Dans la même impasse, comptez un autre talent venu de l'Est en la personne de l'Autrichien Helmut Lang. Quand il défile pour la première fois à Paris en 1986, ses modèles sobres et construits tranchent fortement avec l'époque. Tout comme Jil Sander, jamais il ne fera dans la création gratuite.

Le monde selon Karl

Ce serait cette image austère qui nous viendrait spontanément à l'esprit lorsqu'on parle de création outre-Rhin s'il n'y avait pas Karl Lagerfeld, icône de mode passée maître dans l'art de se prêter à n'importe quel exercice de style. Pour Chanel comme pour H&M, il relève le défi. Lorsque ses homologues peinent à renouveler leurs contrats initiaux de trois ans dans des maisons, lui bat des records de longévité (41 ans à dessiner les collections femme de Fendi, 23 ans passés à moderniser les codes de Chanel). Mais Lagerfeld n'incarne pas non plus l'image actuelle d'un style né à l'Est, son plus grand don étant de savoir parfaitement s'imprégner de l'esprit des maisons auxquelles il œuvre à insuffler la modernité.

Un avenir prometteur

À vrai dire en 2006, la mode de l'Est et ses éventuels défenseurs ne sont encore que des jeunes pousses. Comme dans la musique ou les arts, on perçoit une forte effervescence à Berlin et ailleurs, des milliers d'idées à défendre et une profonde envie de faire table rase du passé. Pas encore bien connus du grand public, les Bernhard Willhelm, Dirk Schönberger, Udo Edling, Petar Petrov ou encore le tandem Bless en font partie. Avant de se lancer en solo, tous sont allés prendre des cours ailleurs. Dans leur création actuelle, rien n'évoque leurs différentes nationalités. Encore moins une approche similaire de la création qui pourrait les rassembler. Ils n'ont ni la folie des Anglais, ni le sens des affaires des Latins.
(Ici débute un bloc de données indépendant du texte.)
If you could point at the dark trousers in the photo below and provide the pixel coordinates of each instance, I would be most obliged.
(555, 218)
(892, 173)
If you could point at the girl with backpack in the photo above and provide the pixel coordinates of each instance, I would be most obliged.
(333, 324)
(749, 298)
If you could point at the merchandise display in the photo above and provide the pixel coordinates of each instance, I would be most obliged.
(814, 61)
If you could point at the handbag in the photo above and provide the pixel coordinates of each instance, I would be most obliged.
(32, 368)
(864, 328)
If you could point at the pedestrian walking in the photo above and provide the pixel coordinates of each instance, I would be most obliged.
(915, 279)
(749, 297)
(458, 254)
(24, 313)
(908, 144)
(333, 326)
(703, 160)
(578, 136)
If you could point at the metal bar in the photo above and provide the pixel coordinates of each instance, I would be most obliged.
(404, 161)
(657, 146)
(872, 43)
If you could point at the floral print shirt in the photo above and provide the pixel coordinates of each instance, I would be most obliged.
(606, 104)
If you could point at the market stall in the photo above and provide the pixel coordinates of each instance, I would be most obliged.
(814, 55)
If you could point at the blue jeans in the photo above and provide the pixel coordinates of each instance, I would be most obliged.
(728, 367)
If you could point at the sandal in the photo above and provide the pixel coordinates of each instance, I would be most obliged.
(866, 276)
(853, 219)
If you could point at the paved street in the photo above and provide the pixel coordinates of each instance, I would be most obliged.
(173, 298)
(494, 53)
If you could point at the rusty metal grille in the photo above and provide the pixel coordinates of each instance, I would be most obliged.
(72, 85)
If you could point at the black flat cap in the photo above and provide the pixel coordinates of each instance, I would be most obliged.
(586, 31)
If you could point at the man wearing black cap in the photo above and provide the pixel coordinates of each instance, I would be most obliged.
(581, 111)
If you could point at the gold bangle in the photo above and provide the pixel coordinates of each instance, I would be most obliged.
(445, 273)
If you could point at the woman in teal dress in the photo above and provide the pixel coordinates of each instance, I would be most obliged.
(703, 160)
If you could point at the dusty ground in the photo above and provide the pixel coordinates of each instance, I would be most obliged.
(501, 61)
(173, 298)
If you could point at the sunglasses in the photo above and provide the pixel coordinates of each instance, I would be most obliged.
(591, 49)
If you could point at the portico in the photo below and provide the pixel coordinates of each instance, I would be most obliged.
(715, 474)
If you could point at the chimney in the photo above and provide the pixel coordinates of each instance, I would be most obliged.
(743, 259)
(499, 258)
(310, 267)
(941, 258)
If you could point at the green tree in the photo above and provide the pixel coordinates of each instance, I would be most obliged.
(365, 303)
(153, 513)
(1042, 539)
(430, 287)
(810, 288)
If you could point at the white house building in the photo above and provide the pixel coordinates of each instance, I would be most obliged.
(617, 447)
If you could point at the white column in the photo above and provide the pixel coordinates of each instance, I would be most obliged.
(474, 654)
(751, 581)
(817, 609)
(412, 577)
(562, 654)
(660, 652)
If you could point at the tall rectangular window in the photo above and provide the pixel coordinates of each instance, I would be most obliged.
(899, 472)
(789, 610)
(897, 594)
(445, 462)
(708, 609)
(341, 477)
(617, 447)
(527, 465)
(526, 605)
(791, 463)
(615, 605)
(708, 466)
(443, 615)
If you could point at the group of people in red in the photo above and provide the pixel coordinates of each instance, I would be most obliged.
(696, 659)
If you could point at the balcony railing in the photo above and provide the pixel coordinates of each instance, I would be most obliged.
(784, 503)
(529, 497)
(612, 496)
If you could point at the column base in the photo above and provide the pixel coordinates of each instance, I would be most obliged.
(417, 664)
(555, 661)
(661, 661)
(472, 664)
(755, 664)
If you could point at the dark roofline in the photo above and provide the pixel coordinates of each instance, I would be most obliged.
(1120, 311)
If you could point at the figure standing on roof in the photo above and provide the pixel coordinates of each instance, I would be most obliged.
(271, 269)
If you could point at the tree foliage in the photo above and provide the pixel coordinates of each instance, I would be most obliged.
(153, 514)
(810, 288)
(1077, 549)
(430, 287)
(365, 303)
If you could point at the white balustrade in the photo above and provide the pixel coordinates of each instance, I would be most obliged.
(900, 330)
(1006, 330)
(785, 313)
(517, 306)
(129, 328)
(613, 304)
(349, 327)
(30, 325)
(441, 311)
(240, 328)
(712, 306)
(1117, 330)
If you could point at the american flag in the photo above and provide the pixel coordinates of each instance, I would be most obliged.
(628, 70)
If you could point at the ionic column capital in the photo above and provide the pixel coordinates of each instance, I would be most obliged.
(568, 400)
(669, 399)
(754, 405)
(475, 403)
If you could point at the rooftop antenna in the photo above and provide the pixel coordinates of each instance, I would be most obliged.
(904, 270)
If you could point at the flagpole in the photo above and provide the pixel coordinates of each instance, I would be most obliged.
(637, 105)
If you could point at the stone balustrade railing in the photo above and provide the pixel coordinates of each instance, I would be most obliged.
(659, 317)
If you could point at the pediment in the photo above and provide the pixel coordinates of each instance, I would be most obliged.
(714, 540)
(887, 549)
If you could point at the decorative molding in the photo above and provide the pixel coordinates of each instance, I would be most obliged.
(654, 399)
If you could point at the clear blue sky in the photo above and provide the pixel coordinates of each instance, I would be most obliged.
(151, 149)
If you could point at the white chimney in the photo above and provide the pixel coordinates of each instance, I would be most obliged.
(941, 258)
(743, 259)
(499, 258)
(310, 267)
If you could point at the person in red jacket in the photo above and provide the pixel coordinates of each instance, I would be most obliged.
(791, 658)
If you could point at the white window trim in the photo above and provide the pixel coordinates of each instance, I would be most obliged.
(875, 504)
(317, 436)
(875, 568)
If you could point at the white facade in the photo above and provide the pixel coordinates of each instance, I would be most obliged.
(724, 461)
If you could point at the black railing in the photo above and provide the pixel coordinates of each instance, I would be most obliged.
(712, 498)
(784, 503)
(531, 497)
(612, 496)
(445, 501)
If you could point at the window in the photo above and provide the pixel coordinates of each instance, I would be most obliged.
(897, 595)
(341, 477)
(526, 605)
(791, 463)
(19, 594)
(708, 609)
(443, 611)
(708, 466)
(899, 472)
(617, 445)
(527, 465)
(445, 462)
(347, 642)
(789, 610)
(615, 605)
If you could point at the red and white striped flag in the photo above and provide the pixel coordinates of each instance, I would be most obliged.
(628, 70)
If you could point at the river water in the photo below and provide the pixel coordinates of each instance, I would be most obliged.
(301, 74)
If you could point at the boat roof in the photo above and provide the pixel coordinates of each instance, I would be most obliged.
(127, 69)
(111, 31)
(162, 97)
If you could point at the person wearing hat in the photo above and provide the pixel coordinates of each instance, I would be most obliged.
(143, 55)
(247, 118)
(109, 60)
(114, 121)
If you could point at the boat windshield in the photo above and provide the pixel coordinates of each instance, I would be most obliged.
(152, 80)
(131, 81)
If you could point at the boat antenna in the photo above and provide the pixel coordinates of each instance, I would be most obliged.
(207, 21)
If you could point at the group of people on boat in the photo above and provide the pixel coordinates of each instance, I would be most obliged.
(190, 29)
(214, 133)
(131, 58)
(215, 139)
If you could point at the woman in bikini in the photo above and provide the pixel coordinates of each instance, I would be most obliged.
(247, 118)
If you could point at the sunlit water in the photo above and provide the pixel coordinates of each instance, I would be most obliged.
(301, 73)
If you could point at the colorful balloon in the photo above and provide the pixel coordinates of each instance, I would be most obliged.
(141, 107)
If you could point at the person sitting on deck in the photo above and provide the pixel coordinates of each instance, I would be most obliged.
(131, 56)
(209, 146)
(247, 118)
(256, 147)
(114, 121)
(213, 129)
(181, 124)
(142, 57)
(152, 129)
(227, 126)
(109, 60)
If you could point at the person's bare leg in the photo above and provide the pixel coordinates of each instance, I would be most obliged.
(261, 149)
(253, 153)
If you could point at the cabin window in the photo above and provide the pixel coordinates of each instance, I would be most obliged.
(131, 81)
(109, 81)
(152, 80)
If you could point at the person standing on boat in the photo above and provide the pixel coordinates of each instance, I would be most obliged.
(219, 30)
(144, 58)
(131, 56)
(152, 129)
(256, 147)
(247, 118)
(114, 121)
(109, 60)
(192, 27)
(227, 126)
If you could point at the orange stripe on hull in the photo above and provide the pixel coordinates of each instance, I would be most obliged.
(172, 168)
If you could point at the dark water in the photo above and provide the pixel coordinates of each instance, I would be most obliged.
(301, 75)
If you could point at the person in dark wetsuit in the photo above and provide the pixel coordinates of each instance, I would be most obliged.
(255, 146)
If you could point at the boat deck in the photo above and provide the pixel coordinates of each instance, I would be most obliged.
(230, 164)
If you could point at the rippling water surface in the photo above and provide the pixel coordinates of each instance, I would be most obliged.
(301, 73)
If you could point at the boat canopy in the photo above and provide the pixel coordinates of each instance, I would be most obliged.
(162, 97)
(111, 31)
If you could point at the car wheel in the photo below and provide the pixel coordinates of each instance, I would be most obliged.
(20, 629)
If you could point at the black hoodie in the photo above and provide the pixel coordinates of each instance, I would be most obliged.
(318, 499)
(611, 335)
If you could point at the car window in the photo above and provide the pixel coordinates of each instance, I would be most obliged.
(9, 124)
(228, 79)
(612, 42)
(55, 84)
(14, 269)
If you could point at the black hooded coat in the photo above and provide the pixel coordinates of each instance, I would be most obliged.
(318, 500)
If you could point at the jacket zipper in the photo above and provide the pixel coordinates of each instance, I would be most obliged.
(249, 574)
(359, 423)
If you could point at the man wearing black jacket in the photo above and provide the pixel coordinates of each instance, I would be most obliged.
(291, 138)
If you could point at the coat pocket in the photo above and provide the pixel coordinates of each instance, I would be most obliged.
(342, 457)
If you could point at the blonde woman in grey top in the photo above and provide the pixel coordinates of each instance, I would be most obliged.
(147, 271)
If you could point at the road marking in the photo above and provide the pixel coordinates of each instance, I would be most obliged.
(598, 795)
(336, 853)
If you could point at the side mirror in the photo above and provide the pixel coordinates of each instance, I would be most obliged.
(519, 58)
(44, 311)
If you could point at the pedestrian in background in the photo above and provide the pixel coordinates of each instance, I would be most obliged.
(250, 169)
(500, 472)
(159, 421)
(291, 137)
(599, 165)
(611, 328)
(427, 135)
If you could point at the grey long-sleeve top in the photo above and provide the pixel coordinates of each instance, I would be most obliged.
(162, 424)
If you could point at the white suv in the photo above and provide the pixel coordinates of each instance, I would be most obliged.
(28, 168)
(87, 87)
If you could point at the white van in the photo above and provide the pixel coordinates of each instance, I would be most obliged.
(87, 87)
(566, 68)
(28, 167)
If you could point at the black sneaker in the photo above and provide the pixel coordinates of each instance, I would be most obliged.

Des Français, ils seraient éventuellement les plus proches en faisant preuve d'une incroyable ténacité à toujours vouloir aller jusqu'au bout de leurs idées. Dans leur création, on note aussi quelque chose de profondément attaché à la réalité, dans le vrai. Mais entre le style des tenues oversizes et hautes en imprimés de Bernhard Willhelm et le sobre prêt-à-porter aux confins du sur-mesure d'Udo Edling, il y a plus qu'un monde. Pas à pas, chacun avance dans son coin. Et c'est peut-être la somme de toutes ces individualités qui, demain, formera un véritable courant venu de l'Est.